Celebrating 18 Years Under Chinese Control, Macau Honors Casino Tycoon Lawrence Ho
Posted on: December 20, 2017, 10:00h.
Last updated on: December 20, 2017, 03:20h.
On this day in 1999, the sovereignty control of Macau was officially transferred from Portugal to China, as agreed upon by the two countries. To celebrate its 18th anniversary under the People’s Republic, Macau is honoring one of its most successful entrepreneurs, casino billionaire and Melco Resorts founder Lawrence Ho.
The Macau Special Administrative Region announced this week that Ho was being awarded the “Tourism Medal of Merit,” an honor reserved for those who “have made major or excellent contributions” in the travel and hospitality sector.
The enclave’s government said a formal ceremony will be held later next month.
Recent winners of the tourism medal include Maria Helena de Senna Fernandes, who has served as the director of the Macau Government Tourism Office since 2012, the Macau Grand Prix Committee, Macau Travel Industry Council President Wu Keng Kuong, and junket group Shun Tak.
Ho Ho Ho
Amid China President Xi Jinping’s crackdown on VIP junkets, which led to Macau gaming revenue plummeting from $45 billion in 2013 to $28.8 billion in 2015, Ho decided to open his new $2 billion Cotai Strip casino resort without private high roller rooms.
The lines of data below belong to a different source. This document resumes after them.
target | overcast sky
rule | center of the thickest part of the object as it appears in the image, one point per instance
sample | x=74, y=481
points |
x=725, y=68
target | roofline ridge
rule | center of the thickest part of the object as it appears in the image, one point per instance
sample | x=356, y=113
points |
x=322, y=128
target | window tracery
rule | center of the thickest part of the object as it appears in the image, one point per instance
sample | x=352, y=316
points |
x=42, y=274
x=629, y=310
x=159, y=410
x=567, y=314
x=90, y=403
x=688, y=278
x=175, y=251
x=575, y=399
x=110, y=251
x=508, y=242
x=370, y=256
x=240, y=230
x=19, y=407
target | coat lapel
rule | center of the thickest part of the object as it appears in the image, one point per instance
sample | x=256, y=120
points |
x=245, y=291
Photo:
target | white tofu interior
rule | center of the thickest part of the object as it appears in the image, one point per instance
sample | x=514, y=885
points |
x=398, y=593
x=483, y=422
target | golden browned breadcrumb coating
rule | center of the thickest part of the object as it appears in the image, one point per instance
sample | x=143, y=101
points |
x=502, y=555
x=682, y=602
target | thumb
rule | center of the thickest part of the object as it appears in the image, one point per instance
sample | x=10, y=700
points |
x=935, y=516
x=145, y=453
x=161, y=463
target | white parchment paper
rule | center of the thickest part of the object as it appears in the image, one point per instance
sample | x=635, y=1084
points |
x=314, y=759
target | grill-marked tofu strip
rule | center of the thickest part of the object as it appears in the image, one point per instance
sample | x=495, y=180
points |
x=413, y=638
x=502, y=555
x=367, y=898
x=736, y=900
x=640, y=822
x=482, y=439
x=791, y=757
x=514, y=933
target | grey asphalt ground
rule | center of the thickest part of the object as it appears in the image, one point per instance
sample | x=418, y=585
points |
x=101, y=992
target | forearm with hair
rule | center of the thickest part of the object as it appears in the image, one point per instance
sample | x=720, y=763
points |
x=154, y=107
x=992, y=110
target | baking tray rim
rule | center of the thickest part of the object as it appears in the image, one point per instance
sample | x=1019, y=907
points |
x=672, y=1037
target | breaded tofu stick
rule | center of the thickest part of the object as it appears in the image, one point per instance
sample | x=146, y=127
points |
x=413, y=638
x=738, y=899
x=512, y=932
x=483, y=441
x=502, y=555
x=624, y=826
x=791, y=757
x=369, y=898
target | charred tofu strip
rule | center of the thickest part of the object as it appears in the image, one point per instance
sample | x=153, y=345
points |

Making Studio City a VIP-free casino was a business decision, and not a political one, despite skepticism from his billionaire colleagues, the entrepreneur noted.
Ho also recently severed ties with Australian billionaire James Packer, whose company Crown Resorts had been a 50-50 partner with Melco for its Macau properties. China arrested 18 Crown employees in 2016 on crimes of promoting gambling activities.
Family Affair
Lawrence’s father, 96-year-old fellow billionaire Stanley Ho, received the Gold Medal of Merit in Tourism 16 years ago. The elder Ho controlled a four-decade gambling monopoly in Macau before the special administrative region issued six commercial gaming licenses in 2001. Stanley’s current wife, Angela Leong, was awarded the Industry and Commerce Medal of Merit in 2009.
The family will be hoping that Lawrence does a better job at upholding the Medal of Merit’s reputation than his cousin Alan Reginald John Ho did.
Less than four years after Alan, Stanley’s nephew, was awarded the Tourism Medal of Merit in 2011, the SJM casino executive was arrested and subsequently found guilty of running a prostitution ring inside the company’s Grand Lisboa casino hotel.
While prostitution itself is legal in Macau, organizing or operating a brothel is not.
License to Print Money
Macau’s six licensed casino operators, Ho’s Melco Resorts, his father’s SJM Holdings, Las Vegas Sands, MGM, Wynn, and Galaxy Entertainment, are all hoping to see their permits renewed in the coming years.
MGM and SJM are up first in 2020, with the four others scheduled to terminate in 2022. The Macau government is conducting in-depth reviews of the gaming industry, with the goal of “perfecting the laws and regulations.”
The review is rumored to focus on how to best regulate junket groups that bring VIPs from mainland China to the enclave. Another focus is how Macau can expand mass market gaming and non-gaming attractions.
The six operators are expected to be renewed, but in the interim, all will be on their best behavior to stay in the good graces of the region’s government.